Arm has announced its next-generation CPU designs, which will probably hit the market in early 2022. With all-new cores, a new architecture, and the death of 32 bit, the new designs are proving to be among Arm’s biggest releases in some time. It looks like ARM has not published a post with this information, but you can’t ask for a better source than the pages of info at Anandtech.

Arm CPU designs include cores in three sizes: “little,” “big,” and “performance,” all of which tackle different workloads at various power-consumption levels. The follow-up to this year’s “performance” X1 core is the Cortex X2, the big core is the Cortex A710, and for the first time in four years, ARM is introducing a new “little” core for high-efficiency workloads, the Cortex A510. Devices will finally be rid of the smaller Cortex A55 cores that were introduced in 2017.

Naturally, everything is faster. ARM is promising a 16 percent faster X2 core compared to current-generation X1-based chips, a 10 percent faster and 30 percent more efficient “big” core, and a 35 percent faster and 20 percent more efficient “little” core. Every core design is also seeing a 2-3x improvement in machine-learning performance, for whatever that’s worth. Put all those digits together and ARM says a CPU cluster with the typical phone layout (one Cortex X2, three A710s, and four A510s) should have 30 percent better peak performance and 30 percent better-sustained efficacy.

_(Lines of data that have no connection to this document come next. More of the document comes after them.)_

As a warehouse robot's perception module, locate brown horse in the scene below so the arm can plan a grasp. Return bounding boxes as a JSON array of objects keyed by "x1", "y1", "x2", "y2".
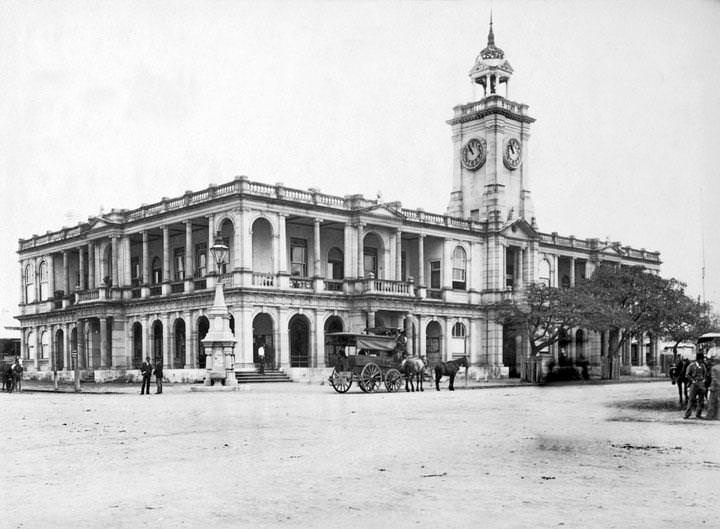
[
  {"x1": 435, "y1": 356, "x2": 468, "y2": 391},
  {"x1": 400, "y1": 356, "x2": 425, "y2": 391}
]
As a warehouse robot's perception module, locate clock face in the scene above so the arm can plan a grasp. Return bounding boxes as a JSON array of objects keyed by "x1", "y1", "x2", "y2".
[
  {"x1": 503, "y1": 138, "x2": 522, "y2": 169},
  {"x1": 461, "y1": 138, "x2": 487, "y2": 171}
]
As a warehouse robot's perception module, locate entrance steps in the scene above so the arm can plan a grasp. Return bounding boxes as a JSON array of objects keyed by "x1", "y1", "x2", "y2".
[{"x1": 235, "y1": 369, "x2": 292, "y2": 384}]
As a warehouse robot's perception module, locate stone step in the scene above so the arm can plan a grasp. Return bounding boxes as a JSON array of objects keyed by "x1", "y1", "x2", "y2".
[{"x1": 235, "y1": 369, "x2": 292, "y2": 384}]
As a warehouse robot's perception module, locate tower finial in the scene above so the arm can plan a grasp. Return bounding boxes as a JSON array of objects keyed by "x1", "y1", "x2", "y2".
[{"x1": 488, "y1": 9, "x2": 495, "y2": 46}]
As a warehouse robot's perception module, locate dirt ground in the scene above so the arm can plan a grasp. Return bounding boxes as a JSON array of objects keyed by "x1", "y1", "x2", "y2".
[{"x1": 0, "y1": 382, "x2": 720, "y2": 529}]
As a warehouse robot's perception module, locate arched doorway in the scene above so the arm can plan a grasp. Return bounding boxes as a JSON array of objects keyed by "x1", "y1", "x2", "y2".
[
  {"x1": 70, "y1": 327, "x2": 78, "y2": 369},
  {"x1": 133, "y1": 321, "x2": 143, "y2": 369},
  {"x1": 151, "y1": 320, "x2": 165, "y2": 365},
  {"x1": 325, "y1": 316, "x2": 343, "y2": 366},
  {"x1": 54, "y1": 329, "x2": 65, "y2": 371},
  {"x1": 252, "y1": 218, "x2": 276, "y2": 280},
  {"x1": 425, "y1": 321, "x2": 443, "y2": 366},
  {"x1": 450, "y1": 321, "x2": 467, "y2": 358},
  {"x1": 197, "y1": 316, "x2": 210, "y2": 369},
  {"x1": 288, "y1": 314, "x2": 310, "y2": 367},
  {"x1": 173, "y1": 319, "x2": 186, "y2": 369},
  {"x1": 363, "y1": 233, "x2": 384, "y2": 279},
  {"x1": 503, "y1": 324, "x2": 520, "y2": 378},
  {"x1": 218, "y1": 219, "x2": 235, "y2": 274},
  {"x1": 253, "y1": 312, "x2": 278, "y2": 369},
  {"x1": 100, "y1": 244, "x2": 113, "y2": 287}
]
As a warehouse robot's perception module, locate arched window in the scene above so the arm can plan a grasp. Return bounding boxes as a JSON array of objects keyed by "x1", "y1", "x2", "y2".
[
  {"x1": 452, "y1": 322, "x2": 465, "y2": 338},
  {"x1": 538, "y1": 259, "x2": 550, "y2": 287},
  {"x1": 152, "y1": 257, "x2": 162, "y2": 285},
  {"x1": 38, "y1": 261, "x2": 48, "y2": 301},
  {"x1": 453, "y1": 246, "x2": 467, "y2": 290},
  {"x1": 38, "y1": 331, "x2": 50, "y2": 359},
  {"x1": 327, "y1": 248, "x2": 345, "y2": 280},
  {"x1": 25, "y1": 331, "x2": 35, "y2": 360},
  {"x1": 25, "y1": 263, "x2": 35, "y2": 303}
]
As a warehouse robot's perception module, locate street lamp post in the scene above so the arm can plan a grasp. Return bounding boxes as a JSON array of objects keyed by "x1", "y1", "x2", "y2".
[{"x1": 203, "y1": 232, "x2": 237, "y2": 386}]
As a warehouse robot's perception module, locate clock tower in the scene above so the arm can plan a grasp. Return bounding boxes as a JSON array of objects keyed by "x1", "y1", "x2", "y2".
[{"x1": 447, "y1": 16, "x2": 535, "y2": 225}]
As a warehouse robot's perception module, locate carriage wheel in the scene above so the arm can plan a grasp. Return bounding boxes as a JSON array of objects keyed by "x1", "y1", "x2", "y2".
[
  {"x1": 330, "y1": 369, "x2": 352, "y2": 393},
  {"x1": 360, "y1": 362, "x2": 382, "y2": 392},
  {"x1": 385, "y1": 369, "x2": 402, "y2": 393}
]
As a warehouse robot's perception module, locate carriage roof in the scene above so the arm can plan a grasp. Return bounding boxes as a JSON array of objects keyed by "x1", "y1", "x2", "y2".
[
  {"x1": 325, "y1": 332, "x2": 397, "y2": 351},
  {"x1": 698, "y1": 332, "x2": 720, "y2": 343}
]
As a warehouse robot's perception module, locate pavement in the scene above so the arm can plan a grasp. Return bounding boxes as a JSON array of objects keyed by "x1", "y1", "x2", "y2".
[{"x1": 9, "y1": 376, "x2": 670, "y2": 394}]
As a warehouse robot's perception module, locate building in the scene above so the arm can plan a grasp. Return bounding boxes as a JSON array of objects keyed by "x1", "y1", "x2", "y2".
[{"x1": 18, "y1": 23, "x2": 660, "y2": 381}]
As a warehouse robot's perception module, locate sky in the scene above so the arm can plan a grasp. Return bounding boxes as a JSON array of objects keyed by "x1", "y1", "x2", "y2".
[{"x1": 0, "y1": 0, "x2": 720, "y2": 325}]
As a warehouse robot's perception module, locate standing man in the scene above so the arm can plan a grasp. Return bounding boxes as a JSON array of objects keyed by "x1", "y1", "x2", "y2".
[
  {"x1": 140, "y1": 356, "x2": 152, "y2": 395},
  {"x1": 258, "y1": 342, "x2": 265, "y2": 375},
  {"x1": 153, "y1": 358, "x2": 162, "y2": 395},
  {"x1": 685, "y1": 353, "x2": 707, "y2": 419},
  {"x1": 705, "y1": 356, "x2": 720, "y2": 420}
]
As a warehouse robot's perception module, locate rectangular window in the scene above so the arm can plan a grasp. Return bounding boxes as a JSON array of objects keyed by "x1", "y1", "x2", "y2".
[
  {"x1": 290, "y1": 238, "x2": 307, "y2": 277},
  {"x1": 430, "y1": 261, "x2": 441, "y2": 288},
  {"x1": 363, "y1": 248, "x2": 377, "y2": 277},
  {"x1": 130, "y1": 257, "x2": 142, "y2": 286},
  {"x1": 453, "y1": 268, "x2": 465, "y2": 290},
  {"x1": 173, "y1": 248, "x2": 185, "y2": 281},
  {"x1": 195, "y1": 242, "x2": 207, "y2": 277}
]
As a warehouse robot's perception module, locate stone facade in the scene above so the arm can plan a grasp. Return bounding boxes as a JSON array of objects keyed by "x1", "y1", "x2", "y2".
[{"x1": 18, "y1": 22, "x2": 660, "y2": 381}]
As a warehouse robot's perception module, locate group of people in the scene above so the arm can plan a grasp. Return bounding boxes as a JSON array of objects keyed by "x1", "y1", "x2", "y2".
[
  {"x1": 670, "y1": 353, "x2": 720, "y2": 419},
  {"x1": 2, "y1": 356, "x2": 24, "y2": 393},
  {"x1": 140, "y1": 356, "x2": 163, "y2": 395}
]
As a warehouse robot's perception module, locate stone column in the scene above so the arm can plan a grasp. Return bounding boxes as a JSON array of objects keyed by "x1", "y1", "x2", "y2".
[
  {"x1": 185, "y1": 311, "x2": 198, "y2": 369},
  {"x1": 76, "y1": 320, "x2": 87, "y2": 369},
  {"x1": 63, "y1": 250, "x2": 70, "y2": 296},
  {"x1": 278, "y1": 307, "x2": 290, "y2": 367},
  {"x1": 417, "y1": 314, "x2": 427, "y2": 360},
  {"x1": 142, "y1": 315, "x2": 150, "y2": 361},
  {"x1": 160, "y1": 314, "x2": 169, "y2": 369},
  {"x1": 62, "y1": 323, "x2": 73, "y2": 371},
  {"x1": 100, "y1": 318, "x2": 111, "y2": 369},
  {"x1": 205, "y1": 213, "x2": 215, "y2": 274},
  {"x1": 142, "y1": 230, "x2": 150, "y2": 282},
  {"x1": 162, "y1": 225, "x2": 171, "y2": 295},
  {"x1": 118, "y1": 235, "x2": 132, "y2": 287},
  {"x1": 308, "y1": 309, "x2": 325, "y2": 367},
  {"x1": 313, "y1": 218, "x2": 323, "y2": 277},
  {"x1": 356, "y1": 223, "x2": 365, "y2": 279},
  {"x1": 343, "y1": 222, "x2": 355, "y2": 279},
  {"x1": 418, "y1": 234, "x2": 427, "y2": 284},
  {"x1": 79, "y1": 245, "x2": 90, "y2": 290},
  {"x1": 110, "y1": 235, "x2": 120, "y2": 287},
  {"x1": 88, "y1": 242, "x2": 97, "y2": 290},
  {"x1": 277, "y1": 215, "x2": 288, "y2": 274},
  {"x1": 395, "y1": 230, "x2": 402, "y2": 281}
]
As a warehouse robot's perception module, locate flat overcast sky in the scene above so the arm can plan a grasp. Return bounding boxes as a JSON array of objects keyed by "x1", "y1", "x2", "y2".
[{"x1": 0, "y1": 0, "x2": 720, "y2": 325}]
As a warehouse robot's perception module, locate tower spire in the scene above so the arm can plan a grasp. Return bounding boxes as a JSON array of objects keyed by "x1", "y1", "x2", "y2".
[{"x1": 488, "y1": 9, "x2": 495, "y2": 47}]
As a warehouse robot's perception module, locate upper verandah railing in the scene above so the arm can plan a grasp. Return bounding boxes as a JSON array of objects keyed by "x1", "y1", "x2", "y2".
[
  {"x1": 19, "y1": 176, "x2": 660, "y2": 262},
  {"x1": 19, "y1": 177, "x2": 472, "y2": 251}
]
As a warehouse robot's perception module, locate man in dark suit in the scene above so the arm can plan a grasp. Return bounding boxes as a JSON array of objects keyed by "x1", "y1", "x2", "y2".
[
  {"x1": 685, "y1": 353, "x2": 707, "y2": 419},
  {"x1": 155, "y1": 358, "x2": 162, "y2": 394},
  {"x1": 140, "y1": 356, "x2": 152, "y2": 395}
]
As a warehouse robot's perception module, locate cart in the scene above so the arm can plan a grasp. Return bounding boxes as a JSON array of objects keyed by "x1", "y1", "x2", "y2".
[{"x1": 325, "y1": 332, "x2": 405, "y2": 393}]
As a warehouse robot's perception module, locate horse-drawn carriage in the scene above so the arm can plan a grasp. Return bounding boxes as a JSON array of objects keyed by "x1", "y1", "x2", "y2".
[{"x1": 326, "y1": 330, "x2": 405, "y2": 393}]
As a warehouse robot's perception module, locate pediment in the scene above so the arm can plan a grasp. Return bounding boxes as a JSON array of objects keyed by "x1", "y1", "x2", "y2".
[
  {"x1": 599, "y1": 244, "x2": 625, "y2": 257},
  {"x1": 362, "y1": 202, "x2": 405, "y2": 220},
  {"x1": 500, "y1": 219, "x2": 539, "y2": 239},
  {"x1": 87, "y1": 215, "x2": 122, "y2": 230}
]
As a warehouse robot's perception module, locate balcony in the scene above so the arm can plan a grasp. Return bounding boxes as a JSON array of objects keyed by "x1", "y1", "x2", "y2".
[
  {"x1": 290, "y1": 276, "x2": 313, "y2": 290},
  {"x1": 253, "y1": 272, "x2": 275, "y2": 287}
]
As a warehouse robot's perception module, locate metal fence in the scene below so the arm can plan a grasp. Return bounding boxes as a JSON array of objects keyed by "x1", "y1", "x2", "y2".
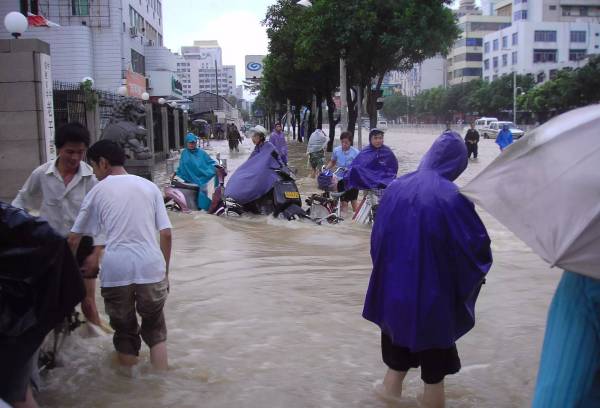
[{"x1": 53, "y1": 81, "x2": 87, "y2": 128}]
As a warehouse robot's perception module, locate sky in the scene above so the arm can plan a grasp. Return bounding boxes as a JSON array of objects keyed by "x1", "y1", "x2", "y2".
[
  {"x1": 163, "y1": 0, "x2": 275, "y2": 93},
  {"x1": 163, "y1": 0, "x2": 472, "y2": 95}
]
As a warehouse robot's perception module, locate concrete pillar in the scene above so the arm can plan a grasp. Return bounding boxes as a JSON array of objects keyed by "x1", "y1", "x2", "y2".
[
  {"x1": 173, "y1": 109, "x2": 181, "y2": 150},
  {"x1": 160, "y1": 106, "x2": 169, "y2": 159},
  {"x1": 0, "y1": 39, "x2": 56, "y2": 202},
  {"x1": 144, "y1": 103, "x2": 154, "y2": 157}
]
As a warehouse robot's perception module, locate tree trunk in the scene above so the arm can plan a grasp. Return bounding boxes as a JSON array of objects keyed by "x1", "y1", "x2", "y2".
[
  {"x1": 348, "y1": 86, "x2": 356, "y2": 134},
  {"x1": 327, "y1": 94, "x2": 342, "y2": 152},
  {"x1": 317, "y1": 94, "x2": 323, "y2": 129}
]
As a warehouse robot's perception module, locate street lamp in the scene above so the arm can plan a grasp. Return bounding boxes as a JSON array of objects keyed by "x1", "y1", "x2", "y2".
[{"x1": 4, "y1": 11, "x2": 28, "y2": 40}]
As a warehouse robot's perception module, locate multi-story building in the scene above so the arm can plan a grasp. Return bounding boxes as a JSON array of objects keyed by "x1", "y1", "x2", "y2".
[
  {"x1": 0, "y1": 0, "x2": 170, "y2": 96},
  {"x1": 447, "y1": 10, "x2": 511, "y2": 85},
  {"x1": 178, "y1": 40, "x2": 237, "y2": 97},
  {"x1": 483, "y1": 0, "x2": 600, "y2": 83}
]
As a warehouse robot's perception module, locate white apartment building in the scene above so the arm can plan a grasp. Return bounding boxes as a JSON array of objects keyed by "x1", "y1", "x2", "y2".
[
  {"x1": 483, "y1": 0, "x2": 600, "y2": 83},
  {"x1": 177, "y1": 40, "x2": 237, "y2": 97},
  {"x1": 0, "y1": 0, "x2": 163, "y2": 96}
]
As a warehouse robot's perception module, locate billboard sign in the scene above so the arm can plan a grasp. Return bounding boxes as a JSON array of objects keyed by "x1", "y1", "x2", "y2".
[{"x1": 246, "y1": 55, "x2": 265, "y2": 80}]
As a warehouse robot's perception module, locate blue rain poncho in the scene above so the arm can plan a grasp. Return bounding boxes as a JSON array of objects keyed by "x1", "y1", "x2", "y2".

While the Cortex X1 and A710 are both based on the previous designs that go back to 2018 Cortex A76 cores, the smaller Cortex A510 is an entirely new design. ARM says this small core is within striking distance of the Cortex A73, the “big” CPU core in 2017 flagship smartphones. All three CPU designs use the new Armv9 architecture, which includes several security enhancements like the containerized “confidential compute architecture.”

Arm’s new CPUs continue the march toward the death of 32-bit. Google is doing its part on the Android side of things. Since August 2019, Google has required all app developers to ship 64-bit versions of apps on Google Play alongside 32-bit versions. In August 2021, the Play Store will stop serving 32-bit apps to phones and tablets. As for Arm’s new CPU designs, two of the three cores don’t support 32-bit code. Only the medium-size Cortex A710 core can run 32-bit code, so if you manage to find a 32-bit app and try to run it on one of these new X2-based phones, you’ll only be able to use the medium cores. This will be your last year for backward compatibility—Arm flagships are switching to all-64-bit in 2023.

Everyone wants to know if ARM’s CPU design department will attempt to answer Apple’s M1 chip, which tackles a laptop form factor that Arm previously hasn’t designed a class of chips for. Arm floated a possible M1 competitor: a chip design that features eight Cortex X2 CPUs instead of the mix of smaller chips. Arm is promising 40 percent better “peak single thread performance versus 2020 mainstream laptop silicon” with this design, but will anyone actually build it?

Arm just designs CPU cores—the company isn’t announcing or shipping an actual product to end-users. For that, you’ll need to go through a mobile SoC manufacturer like Qualcomm, Samsung, or MediaTek, which should ship Cortex X2-based products in early 2022. All this info needs to be filtered through the customizations and actual implementations these companies make, which could differ from Arm’s estimates. Qualcomm is one of the biggest distributors of Arm CPU designs, but after this round of chips, Qualcomm will probably start using its own designs. The company bought chip-design firm Nuvia and announced plans to ship laptop chips designed in-house in the second half of 2022.